Implementing a Thread Library on Linux (evanjones.ca)

[ 2003-December-10 11:12 ]

When a program is executed on a computer, it is executed a line at a time, which each line containing a command to execute, or directions about which piece of code to execute next. Sometimes, this is not sufficient. There are many programs which must be able to do many things at once. For example, a GUI application must repaint the display and respond to user input while doing any processing, and web servers must be able to send information to hundreds of clients simultaneously. This is the problem that threads try to solve. Threads allow multiple parts of a program to run at the same time. All modern operating systems supply some sort of thread library, such as standard Posix threads. However, I was curious about how threads actually work. So armed with a little bit of knowledge about C and the Linux kernel, I went out to build my own thread library.

Multitasking

In traditional operating systems, there are two tools for multitasking provided by the operating system. The first is a process, and the second is a thread.

Processes

Each program is a seperate process. The operating system shares computing resources between all the processes that are running. It also keeps each process seperate, preventing one process from modifing another process's resources. However, it is quite common that many processes can belong to a single program. For example, the Figure 1 shows some of the processes currently running on my Linux system, and there are four processes executing mozilla-bin . In this case, one process will need to communicate with another.

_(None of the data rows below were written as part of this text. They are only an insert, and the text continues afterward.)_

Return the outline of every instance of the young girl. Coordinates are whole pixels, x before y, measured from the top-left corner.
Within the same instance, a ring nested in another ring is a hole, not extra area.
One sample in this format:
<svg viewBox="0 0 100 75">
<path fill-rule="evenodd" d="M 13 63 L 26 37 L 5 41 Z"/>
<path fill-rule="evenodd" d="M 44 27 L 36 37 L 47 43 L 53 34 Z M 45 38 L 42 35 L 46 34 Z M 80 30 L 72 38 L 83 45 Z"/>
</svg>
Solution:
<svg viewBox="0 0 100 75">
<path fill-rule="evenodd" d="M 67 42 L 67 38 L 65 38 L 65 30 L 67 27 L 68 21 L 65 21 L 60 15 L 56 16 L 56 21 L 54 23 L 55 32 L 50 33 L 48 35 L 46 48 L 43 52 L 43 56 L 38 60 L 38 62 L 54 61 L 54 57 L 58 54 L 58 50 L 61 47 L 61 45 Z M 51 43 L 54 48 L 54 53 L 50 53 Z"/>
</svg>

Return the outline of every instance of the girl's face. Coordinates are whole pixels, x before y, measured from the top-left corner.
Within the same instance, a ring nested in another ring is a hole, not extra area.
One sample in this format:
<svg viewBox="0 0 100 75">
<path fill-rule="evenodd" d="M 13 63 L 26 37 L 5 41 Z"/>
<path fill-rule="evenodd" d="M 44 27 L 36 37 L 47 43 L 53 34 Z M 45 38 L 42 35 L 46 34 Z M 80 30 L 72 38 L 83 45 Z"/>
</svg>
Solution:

This is facilitated through operating system routines for inter-process communication (IPC), such as signals (signal), shared memory (shmop), and pipes (pipe).

Process ID	Command
1	init
142	/sbin/syslogd
183	/usr/bin/X11/X
266	esd
270	sawfish
275	panel
277	gmc
279	gnome-terminal
291	bash
319	/usr/bin/mozilla-bin
341	/usr/bin/scite
344	/usr/bin/mozilla-bin
345	/usr/bin/mozilla-bin
346	/usr/bin/mozilla-bin
2568	ps

Figure 1: Linux System Process List

Threads

Inter-process communication is simple and easy to use when it is used occasionally. However, if there are many processes and many resources to be shared between them, the model quickly becomes cumbersome. Threads were created to make this sort of resource sharing simple and efficient. The concept is that a single process can have a number of threads, and everything is shared between them except the execution context (the stack and CPU registers). This way, if a shared resource is modified in one thread, the change is visible in all other threads. The disadvantage is that care must be taken to avoid problems where two threads try to access a shared resource at the same time.

Kernel Threads

Modern operating systems directly support threads in the kernel, which means that the scheduling of which process is supposed to run is done by the operating system. Kernel threads allow the operating system to schedule different threads to run on different processors in multiprocessor computers, which can be an enormous performance increase. The disadvantage of kernel threads is that each time the operating system switches between threads, a context switch, there is a penalty due to the overhead of saving and restoring the state of the threads. Therefore, many simultaneous threads will be slower than a single thread which distributes its time between different tasks. This is the reason that single threaded web servers, like thttpd, perform better than multi-threaded web servers, like Apache. The JAWS research project has an excellent analysis of the performance of various multitasking approaches with respect to web servers.

User Space Threads

Threads can also be built in user space. This means that a library or program is responsable for scheduling and executing threads. When this is done in user space, there is still a penalty for a context switch. However, the cost is less than an operating system context switch. Sometimes, user space threads are called fibers, to suggest that they are "lighter" than kernel threads. For the remainder of this article, I will refer to user space threads as fibers, and kernel threads as threads. Fibers have an additional advantage over kernel threads: Only one thread can modify a shared resource at a time, since only one fiber can be executing at a time. This means that some of the locks required for threads may not be needed. However, care is still required. As mentioned in "Cooperative Task Management", a 2002 USENIX paper, "Cooperative task management [user space threads] avoids the concurrency problems of locks only if tasks can complete without having to yield control to any other task." Fibers also cannot take advantage of multiprocessor systems. The author of GNU Pth, Ralf Engelschall, has an excellent paper about his work implementing user space threads, which covers the differences between different threading models in detail.

A Basic Thread Library

To play around with these concepts, a basic C thread library, libfiber, was written (Github). It is implemented using two techniques for fibers and Linux kernel threads. This library provides an extremely simple implementation for creating, destroying and scheduling fibers or threads. It should only be used as an example for learning about how threads are implemented, since there are many issues with signals and synchronization. For real applications there are more polished libraries such as pthreads for kernel threads or GNU Portable Threads (Pth) for user space threads.

libfiber interface

void initFibers();: Initializes the internal structures inside the library. Should be called before using any library routines.
int spawnFiber( void (*func)(void) );: Creates a new thread which will execute the given function. Returns zero on success, or nonzero on error.
void fiberYield();: Yield execution control to another fiber. This simply calls sched_yield in the kernel thread implementation.
void waitForAllFibers();: Waits for all the fibers to exit, and frees resources associated with each one. If called from a child fiber in the user space implementations, it will return once all other fibers have exited. If called from a child fiber in the kernel implementation, it will return immediately. Returns zero on success, or nonzero on error.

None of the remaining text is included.